By Frank Pingue
(Reuters) – Japan’s Naomi Osaka, a self-confessed introvert who withdrew from the French Open and Wimbledon on mental health grounds, has encouraged girls around the world to embrace what make them different.
Osaka, 23, one of Japan’s best gold medal prospects at the Tokyo Olympics, used her spot in the International Olympic Committee’s (IOC) “Stronger Together” campaign to say the definition of an Olympian is broader than sometimes thought.
“People might think I’m quiet. Different. That I don’t fit the box of what an Olympian should be,” Osaka says at the start of the video https://www.youtube.com/watch?v=Rj58sgmvulw released on Thursday. “But I’m proof that the definition is bigger than people think.”
The minute-long vignette begins with an overhead shot of Osaka about to serve on a tennis court before jumping to footage of her dancing in Tokyo’s central Shibuya district and laughing in front of a mirror with her sister.
The video, which also shows Osaka signing a TV lens after a win and at a tournament representing Japan, depicts girls of all ages playing softball, rugby, tennis, soccer and fencing, plus breakdancing.
“I want to inspire the girls out there watching right now.

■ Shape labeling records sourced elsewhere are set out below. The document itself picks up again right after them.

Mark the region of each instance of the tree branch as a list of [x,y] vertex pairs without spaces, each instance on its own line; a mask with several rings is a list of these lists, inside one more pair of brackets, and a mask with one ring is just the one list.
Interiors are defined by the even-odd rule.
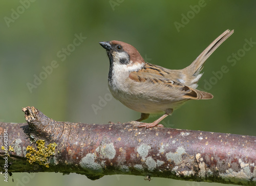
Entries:
[[7,169],[9,174],[76,173],[91,179],[127,174],[256,184],[255,136],[139,129],[132,123],[56,122],[34,107],[23,110],[28,123],[0,122],[0,165],[4,172]]

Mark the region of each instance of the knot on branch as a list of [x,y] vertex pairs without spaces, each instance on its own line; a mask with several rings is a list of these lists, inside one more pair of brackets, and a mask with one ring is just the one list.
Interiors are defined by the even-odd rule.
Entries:
[[32,123],[36,120],[36,115],[38,111],[34,107],[27,107],[22,108],[25,113],[25,119],[28,123]]

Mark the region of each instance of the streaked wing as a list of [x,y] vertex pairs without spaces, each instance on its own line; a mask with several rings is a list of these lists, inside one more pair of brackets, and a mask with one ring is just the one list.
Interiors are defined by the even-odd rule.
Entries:
[[200,100],[213,98],[209,93],[190,88],[180,82],[166,78],[166,77],[169,75],[169,73],[161,66],[146,63],[143,68],[137,72],[131,72],[129,78],[137,82],[153,84],[156,86],[163,85],[165,88],[169,89],[170,91],[175,91],[184,99]]

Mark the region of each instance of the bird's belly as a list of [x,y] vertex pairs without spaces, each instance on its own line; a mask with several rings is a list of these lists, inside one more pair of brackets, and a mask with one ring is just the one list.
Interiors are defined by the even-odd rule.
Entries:
[[157,114],[165,112],[166,109],[175,109],[183,104],[185,100],[174,101],[159,101],[157,99],[137,97],[126,94],[112,93],[115,98],[128,108],[141,113]]

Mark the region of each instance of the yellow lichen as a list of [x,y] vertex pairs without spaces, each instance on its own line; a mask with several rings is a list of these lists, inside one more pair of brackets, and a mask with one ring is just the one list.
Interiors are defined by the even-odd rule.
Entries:
[[14,149],[12,146],[9,146],[9,152],[14,152]]
[[45,146],[44,140],[38,140],[36,142],[37,150],[34,148],[28,146],[27,147],[27,153],[26,157],[27,160],[32,164],[34,162],[37,162],[40,165],[49,168],[49,157],[55,154],[55,148],[57,147],[56,143],[50,144],[47,147]]

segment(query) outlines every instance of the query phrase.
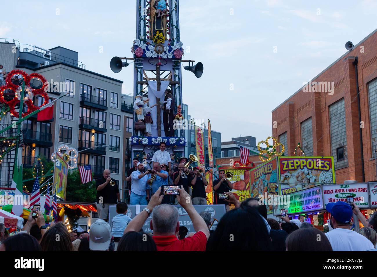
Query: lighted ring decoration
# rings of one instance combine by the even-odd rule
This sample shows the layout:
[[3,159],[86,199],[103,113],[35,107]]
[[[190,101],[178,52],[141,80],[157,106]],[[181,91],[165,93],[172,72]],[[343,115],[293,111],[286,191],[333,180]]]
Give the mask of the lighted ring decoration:
[[[40,95],[43,98],[44,101],[42,104],[42,106],[48,103],[49,98],[48,95],[44,91],[44,88],[47,85],[47,81],[44,77],[37,73],[32,73],[28,75],[22,70],[12,70],[7,76],[5,80],[5,85],[0,87],[0,103],[3,103],[9,107],[11,115],[15,117],[18,117],[19,116],[18,113],[15,109],[15,106],[20,102],[22,87],[12,83],[12,78],[19,75],[22,76],[25,82],[25,91],[24,93],[23,102],[28,107],[27,111],[22,113],[22,117],[24,117],[39,108],[34,105],[33,102],[33,97],[34,96]],[[36,89],[30,86],[30,81],[35,79],[42,82],[42,87],[41,88]],[[14,97],[9,101],[5,99],[3,95],[7,89],[12,90],[14,93]]]
[[[65,150],[66,153],[62,153],[62,150]],[[66,144],[61,144],[58,147],[56,152],[61,156],[63,159],[68,164],[69,169],[73,169],[75,168],[77,166],[77,156],[78,153],[77,149],[73,147],[69,147]],[[54,152],[51,154],[51,160],[54,162],[55,162],[55,153]],[[70,165],[69,165],[69,162],[70,161]]]

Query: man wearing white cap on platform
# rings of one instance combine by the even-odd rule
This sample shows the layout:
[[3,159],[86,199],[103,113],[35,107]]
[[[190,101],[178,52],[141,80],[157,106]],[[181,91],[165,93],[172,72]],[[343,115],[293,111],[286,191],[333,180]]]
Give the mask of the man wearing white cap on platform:
[[147,184],[148,174],[150,172],[147,170],[143,172],[144,165],[141,162],[138,163],[137,170],[131,174],[131,194],[130,205],[147,205],[149,199],[149,186]]
[[108,251],[111,243],[110,225],[103,219],[97,219],[89,230],[89,248],[92,251]]

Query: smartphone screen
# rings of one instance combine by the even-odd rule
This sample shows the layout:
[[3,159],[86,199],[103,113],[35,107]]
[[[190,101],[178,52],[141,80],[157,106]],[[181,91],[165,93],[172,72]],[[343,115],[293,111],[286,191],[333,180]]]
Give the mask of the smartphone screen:
[[40,209],[41,205],[35,205],[33,206],[33,209],[32,210],[32,212],[33,213],[32,216],[33,218],[37,218],[37,211],[40,210]]
[[181,186],[162,186],[162,193],[164,195],[179,195]]

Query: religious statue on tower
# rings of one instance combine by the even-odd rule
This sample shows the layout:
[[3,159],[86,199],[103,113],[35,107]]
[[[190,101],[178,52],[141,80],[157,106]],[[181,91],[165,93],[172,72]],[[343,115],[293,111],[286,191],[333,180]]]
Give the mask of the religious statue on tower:
[[150,34],[152,39],[158,31],[166,37],[166,4],[165,0],[151,0]]
[[172,91],[168,89],[165,91],[165,101],[164,101],[162,121],[165,136],[174,136],[174,129],[173,128],[174,119],[174,111],[175,109],[175,101],[173,97]]

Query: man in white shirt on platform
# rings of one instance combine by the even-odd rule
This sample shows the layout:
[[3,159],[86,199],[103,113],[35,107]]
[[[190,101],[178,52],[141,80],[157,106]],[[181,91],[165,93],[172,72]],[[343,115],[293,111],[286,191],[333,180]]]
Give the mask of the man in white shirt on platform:
[[326,210],[331,214],[330,225],[334,230],[325,234],[334,251],[367,251],[374,249],[369,240],[350,229],[352,208],[349,204],[343,201],[330,203],[326,205]]
[[170,170],[172,165],[172,159],[170,158],[170,154],[167,151],[165,151],[166,148],[166,144],[163,141],[160,144],[160,150],[155,152],[152,158],[153,164],[155,162],[159,162],[160,164],[167,164]]

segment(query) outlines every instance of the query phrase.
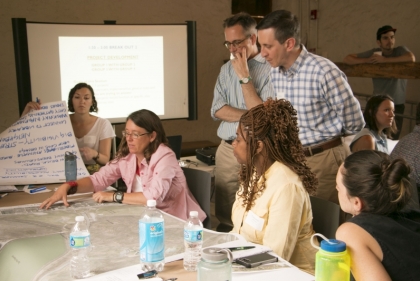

The ones that some people think are too different. Too quiet. Too something,” said Osaka, who has opened up on her anxiety facing media interviews after intense matches.
“And if we don’t fit that expectation of what people think we’re supposed to be, good. That just means we’re the ones who get to change it.”
Osaka’s video is the third of five athlete narratives in the IOC’s digital campaign ahead of the July 23.-Aug. 8 Tokyo Games. It follows ones by retired world-record sprinter Usain Bolt and skateboarding great Tony Hawk.